3.4. In hoeverre [eiseres] vanaf 29 januari 2004 in staat was arbeid te verrichten is zonder de inschakeling van een deskundige moeilijk te beoordelen. Ingevolge art. 7:629a BW dient ook bij een loonvordering als die van [eiseres] een deskundigen-verklaring te worden overgelegd omtrent de verhindering van de werknemer om de bedongen of andere passende arbeid te verrichten, nu die verhindering is betwist. Daaraan doet niet af dat het in dit geval de werkgever is die stelt dat de verhindering volledig is.
3.5. Ter comparitie heeft [eiseres] aangevoerd dat het bij dagvaarding overgelegde Actueel Oordeel t.b.v. Reïntegratieverslag kan gelden als de vereiste deskundigen-verklaring. AZZ had er echter al met juistheid op gewezen dat dit stuk dateert van voor 22 september 2003. Het is dan ook geheel ontoereikend als een beoordeling van de mate van arbeidsongeschiktheid van [eiseres] vanaf 29 januari 2004, nog afgezien van het feit dat het niet afkomstig is van een daartoe door het UWV benoemde deskundige.
3.6. Op haar verzoek is aan [eiseres] toegestaan om alsnog de vereiste deskundigen-verklaring in het geding te brengen.

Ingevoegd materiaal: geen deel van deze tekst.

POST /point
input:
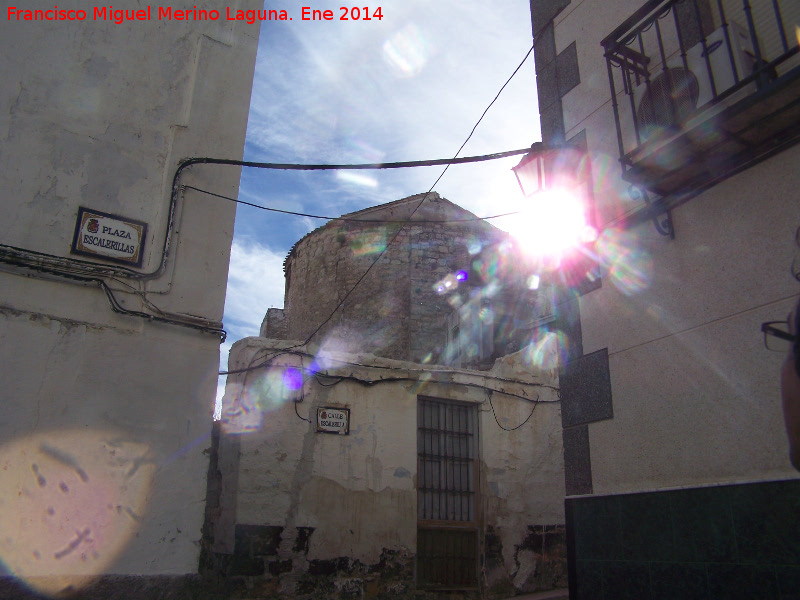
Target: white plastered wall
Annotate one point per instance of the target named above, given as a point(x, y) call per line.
point(695, 394)
point(359, 491)
point(107, 417)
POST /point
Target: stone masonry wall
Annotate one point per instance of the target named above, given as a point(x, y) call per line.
point(395, 311)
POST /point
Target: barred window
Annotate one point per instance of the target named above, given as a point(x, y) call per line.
point(447, 533)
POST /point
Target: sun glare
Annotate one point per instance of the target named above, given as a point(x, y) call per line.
point(550, 223)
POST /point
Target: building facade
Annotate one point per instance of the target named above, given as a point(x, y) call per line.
point(341, 476)
point(448, 478)
point(449, 288)
point(113, 282)
point(677, 474)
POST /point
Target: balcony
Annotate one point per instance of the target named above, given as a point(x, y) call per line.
point(702, 89)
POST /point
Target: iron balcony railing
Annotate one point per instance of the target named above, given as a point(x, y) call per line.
point(675, 63)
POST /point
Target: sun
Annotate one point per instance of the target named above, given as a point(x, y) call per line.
point(550, 223)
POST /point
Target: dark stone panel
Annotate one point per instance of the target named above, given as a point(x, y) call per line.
point(766, 519)
point(567, 69)
point(788, 582)
point(742, 582)
point(674, 581)
point(645, 529)
point(728, 542)
point(597, 527)
point(702, 525)
point(547, 86)
point(626, 580)
point(257, 540)
point(545, 47)
point(276, 567)
point(586, 390)
point(544, 11)
point(302, 539)
point(588, 580)
point(577, 461)
point(552, 120)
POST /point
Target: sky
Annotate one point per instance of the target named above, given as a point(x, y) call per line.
point(408, 86)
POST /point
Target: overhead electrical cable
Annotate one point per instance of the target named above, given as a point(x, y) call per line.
point(424, 197)
point(346, 219)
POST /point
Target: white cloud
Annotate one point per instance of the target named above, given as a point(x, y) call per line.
point(255, 283)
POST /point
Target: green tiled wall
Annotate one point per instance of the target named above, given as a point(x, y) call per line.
point(726, 542)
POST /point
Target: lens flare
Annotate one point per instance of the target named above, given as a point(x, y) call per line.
point(71, 502)
point(550, 223)
point(628, 267)
point(407, 51)
point(547, 350)
point(357, 179)
point(292, 379)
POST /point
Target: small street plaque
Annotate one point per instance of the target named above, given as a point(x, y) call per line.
point(110, 236)
point(333, 420)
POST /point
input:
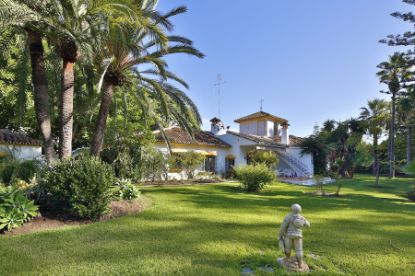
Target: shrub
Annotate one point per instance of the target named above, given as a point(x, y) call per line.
point(124, 162)
point(79, 187)
point(126, 190)
point(254, 177)
point(11, 169)
point(154, 164)
point(15, 209)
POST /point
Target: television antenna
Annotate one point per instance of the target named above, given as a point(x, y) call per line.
point(261, 102)
point(219, 84)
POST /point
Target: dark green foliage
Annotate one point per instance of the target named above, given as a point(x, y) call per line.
point(78, 187)
point(254, 177)
point(12, 169)
point(126, 190)
point(15, 209)
point(266, 157)
point(316, 146)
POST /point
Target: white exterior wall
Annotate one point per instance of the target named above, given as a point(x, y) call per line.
point(249, 128)
point(236, 150)
point(23, 152)
point(259, 128)
point(221, 154)
point(306, 159)
point(270, 128)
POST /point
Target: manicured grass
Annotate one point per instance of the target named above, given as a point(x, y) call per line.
point(218, 230)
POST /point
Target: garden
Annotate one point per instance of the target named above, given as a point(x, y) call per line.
point(219, 229)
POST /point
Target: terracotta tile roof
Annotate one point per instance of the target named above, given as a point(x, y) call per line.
point(268, 141)
point(179, 136)
point(261, 114)
point(11, 138)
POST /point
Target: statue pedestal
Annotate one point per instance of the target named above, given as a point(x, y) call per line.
point(291, 265)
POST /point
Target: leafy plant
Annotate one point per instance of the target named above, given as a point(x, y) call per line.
point(254, 177)
point(15, 209)
point(126, 190)
point(79, 187)
point(154, 163)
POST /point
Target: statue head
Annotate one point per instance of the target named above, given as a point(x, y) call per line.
point(296, 208)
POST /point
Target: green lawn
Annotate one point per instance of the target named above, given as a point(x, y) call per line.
point(218, 230)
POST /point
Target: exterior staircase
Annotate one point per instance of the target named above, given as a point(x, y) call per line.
point(299, 169)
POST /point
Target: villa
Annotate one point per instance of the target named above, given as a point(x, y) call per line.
point(19, 145)
point(225, 148)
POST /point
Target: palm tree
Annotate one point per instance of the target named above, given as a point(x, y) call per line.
point(405, 119)
point(128, 50)
point(394, 73)
point(19, 15)
point(376, 115)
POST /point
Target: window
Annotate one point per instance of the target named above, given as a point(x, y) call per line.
point(210, 163)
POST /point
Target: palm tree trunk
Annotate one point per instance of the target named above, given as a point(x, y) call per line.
point(392, 139)
point(98, 138)
point(408, 145)
point(66, 112)
point(376, 158)
point(40, 91)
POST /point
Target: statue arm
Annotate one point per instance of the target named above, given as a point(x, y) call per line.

Na uitstel heeft [eiseres] uiteindelijk op 7 februari 2005 een rapport van J. Pentury, arbeidsdeskundige bij het UWV, d.d. 3 februari 2005 in het geding gebracht. Dit rapport houdt in dat het UWV geen grond ziet om het verzoek tot het uitbrengen van een deskundigenoordeel in behandeling te nemen.
3.7. Ook dit rapport kan niet worden aangemerkt als de vereiste verklaring omtrent de verhindering van de werknemer om de bedongen of andere passende arbeid te verrichten. Daarom moet de vordering ingevolge art. 7:629a, lid 1, BW worden afgewezen.
3.8. Niet gebleken is van kennelijk onredelijk gebruik van procesrecht, zodat [eiseres], hoewel zij geheel in het ongelijk wordt gesteld, ingevolge art. 7:629a, lid 6, BW niet mag worden verwezen in de proceskosten van AZZ. De kantonrechter zal daarom de proceskosten compenseren in die zin dat iedere partij de eigen proceskosten zal dragen.
DE BESLISSING
De kantonrechter:
wijst de vordering af;
bepaalt dat zowel [eiseres] als AZZ de eigen proceskosten moeten dragen.
Dit vonnis is gewezen door mr. M.J.M. Klarenbeek, kantonrechter, en uitgesproken ter openbare terechtzitting van 7 maart 2005 in tegenwoordigheid van de griffier.